Be careful with exec and eval in Python

One of the perceived features of a dynamic programming language like
Python is the ability to execute code from a string. In fact many people
are under the impression that this is the main difference between
something like Python and C#. That might have been true when the people
compared Python to things like C. It’s certainly not a necessarily a
feature of the language itself. For instance Mono implements the compiler
as a service and you can compile C# code at runtime, just like Python
compiles code at runtime.

Wait what. Python compiles? That is correct. CPython and PyPy (the
implementations worth caring about currently) are in fact creating a code
object from the string you pass to exec or eval before executing it.
And that’s just one of the things many people don’t know about the exec
statement. So this post aims to clean up some of the misconceptions about
the exec keyword (or builtin function in Python 3) and why you have to
be careful with using it.

This post was inspired by a discussion on reddit about the use of the
execfile function in the web2py web framework
but also applies to other projects. Some of this here might actually not
affect web2py at all and is just a general suggestion of how to deal with
exec. There are some very good reasons for using exec when that’s the
right thing to do.

Disclaimer beforehand: the numbers for this post are taken from Python 2.7
on OS X. Do not ever trust benchmarks, take them only as a reference and
test it for yourself on your target environment.
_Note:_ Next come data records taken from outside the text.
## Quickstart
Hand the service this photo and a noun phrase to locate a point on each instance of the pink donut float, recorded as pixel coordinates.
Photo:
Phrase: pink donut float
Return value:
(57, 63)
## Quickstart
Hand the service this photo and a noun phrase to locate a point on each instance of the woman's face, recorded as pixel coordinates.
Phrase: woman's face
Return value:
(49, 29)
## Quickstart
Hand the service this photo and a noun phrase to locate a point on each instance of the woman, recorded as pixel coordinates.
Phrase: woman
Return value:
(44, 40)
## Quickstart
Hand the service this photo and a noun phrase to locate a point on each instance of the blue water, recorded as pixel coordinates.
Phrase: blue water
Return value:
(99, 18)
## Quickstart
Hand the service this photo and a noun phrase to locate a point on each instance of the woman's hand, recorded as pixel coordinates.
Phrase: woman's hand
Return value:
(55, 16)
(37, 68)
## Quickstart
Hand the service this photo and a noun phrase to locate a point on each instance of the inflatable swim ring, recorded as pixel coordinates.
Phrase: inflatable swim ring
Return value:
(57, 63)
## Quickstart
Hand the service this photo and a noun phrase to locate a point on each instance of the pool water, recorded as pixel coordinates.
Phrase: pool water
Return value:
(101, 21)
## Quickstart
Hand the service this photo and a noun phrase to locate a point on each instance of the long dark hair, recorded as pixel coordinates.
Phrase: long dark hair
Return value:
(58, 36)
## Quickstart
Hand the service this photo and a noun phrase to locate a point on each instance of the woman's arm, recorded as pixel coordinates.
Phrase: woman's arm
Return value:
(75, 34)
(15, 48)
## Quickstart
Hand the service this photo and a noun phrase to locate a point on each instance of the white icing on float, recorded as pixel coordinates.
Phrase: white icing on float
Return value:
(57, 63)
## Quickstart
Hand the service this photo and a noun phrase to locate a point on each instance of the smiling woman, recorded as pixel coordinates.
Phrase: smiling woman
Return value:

Also: “Yay, another post
about the security implications of eval/exec.” Wrong! I am assuming
that everybody already knows how to properly use these two, so I will
not talk about security here.

Behind the Scenes of Imports

Let’s start with everybody’s favourite topic: Performance. That’s
probably the most pointless argument against exec, but well, it’s
important to know though. But before that, let’s see what Python roughly
does if you import a module (import foo):

it locates the module (surprise). That happens by traversing the
sys.path info in various ways. There is builtin import logic, there
are import hooks and all in all there is a lot of magic involved I
don’t want to go into. If you are curious, check this and this.
Now depending on the import hook responsible it might load bytecode
(.pyc) or sourcecode (.py):
1. If bytecode is available and the magic checksum matches the
  current Python interpreter’s version, the timestamp of the
  bytecode file is newer or equal to the source version (or the
  source does not exist) it will load that.
2. If the bytecode is missing or outdated it will load the source
  file and compile that to bytecode. For that it checks magic
  comments in the file header for encoding settings and decodes
  according to those settings. It will also check if a special
  tab-width comment exists to treat tabs as something else than 8
  characters if necessary. Some import hooks will then generate
  .pyc files or store the bytecode somewhere else (__pycache__)
  depending on Python version and implementation.
The Python interpreter creates a new module object (you can do that on
your own by calling imp.new_module or creating an instance of
types.ModuleType. Those are equivalent) with a proper name.
If the module was loaded from a file the __file__ key is set. The
import system will also make sure that __package__ and __path__
are set properly if packages are involved before the code is executed.
Import hooks will furthermore set the __loader__ variable.
The Python interpreter executes the bytecode in the context of the
dictionary of the module. Thus the frame locals and frame globals for
the executed code are the __dict__ attribute of that module.
The module is inserted into sys.modules.

Now first of all, none of the above steps ever passed a string to the
exec keyword or function. That’s obviously true because that happens
deep inside the Python interpreter unless you are using an import hook
written in Python. But even if the Python interpreter was written in
Python it would never pass a string to the exec function. So what would
you want to do if you want to get that string into bytecode yourself? You
would use the compile builtin:

>>> code = compile('a = 1 + 2', '<string>', 'exec')
>>> exec code
>>> print a
3

As you can see, exec happily executes bytecode too. Because the code
variable is actually an object of type code and not a string. The
second argument to compile is the filename hint. If we are compiling
from an actual string there we should provide a value enclosed in angular
brackets because this is what Python will do. <string> and
<stdin> are common values. If you do have a file to back this up,
please use the actual filename there. The last parameter is can be one of
'exec', 'eval' and 'single'. The first one is what exec is
using, the second is what the eval function uses. The difference is
that the first can contain statements, the second only expressions.
'single' is a form of hybrid mode which is useless for anything but
interactive shells. It exists solely to implement things like the
interactive Python shell and is very limited in use.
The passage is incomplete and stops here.